Crouch set for Portsmouth
http://www.bbc.co.uk/blogs/philmcnulty/2008/07/crouch_confirms_portsmouths_ri.html
I can tell today’s going to turn into a very good day – though my watching of Top Gear has been impeded a little by iPlayer’s remembering it isn’t supposed to like me and therefore packing up half-way through the latest episode.

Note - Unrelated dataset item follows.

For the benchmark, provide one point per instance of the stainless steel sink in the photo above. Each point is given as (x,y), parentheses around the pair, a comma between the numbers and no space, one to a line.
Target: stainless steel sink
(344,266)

Crouch signing for Portsmouth is possibly the best football news I’ve heard since we won the FA Cup back in May, and is something I’ve been wishing would happen for about two years. I’ve always been a fan of the robot-emulating 6′7″ beanpole, and to be honest I didn’t really care that he didn’t score for something like the first 24 hours he spent playing in a Liverpool shirt – it just made it all the more likely that he would leave before long. The best bit about him (apart from the sheer incongruity of his surname and his amazing dance-moves) is that no opposition has any idea how to handle him. As my school SCR joked every time we saw him on Match of the Day, it takes two defenders to mark him, one for each end – and he still manages to score some of the best bikeys in the game.
But joking aside, as Phil McNulty helpfully pointed out, buying Crouch is something of a statement of intent by Harry Redknapp. Portsmouth (along with Aston Villa and Sunderland) are one of the up-and-coming clubs of the Premier League, while the likes of Bolton and arguably Blackburn, Newcastle and Man City are in decline – and it’s therefore only fitting that Redknapp tries to reflect the club’s waxing success with ever more daring forays into the transfer market. The days of buying a complete nonentity from a second-division Ugandan team, then turning him into the star newcomer of whatever league he happened to be in are starting to become history – the people we’re aiming for now are the underrated and underused big names of other clubs. While we’re still several seasons away from attracting a Sneijder or an Arshavin, it’s the David Jameses, Sol Campbells and Jermain Defoes of the world, maligned by their fans, sidelined by their coaches, who are slowly filling the spaces up for grabs in our first XI. And as we all know, a player bought by Redknapp for Portsmouth immediately turns into a rejuvenated version of his former self. Yes, even Kanu. Maybe even Nugent and Baros given time. I’m just looking forward to a dream partnership of Crouch and Defoe – a shot at the England squad perhaps, Signor Capello?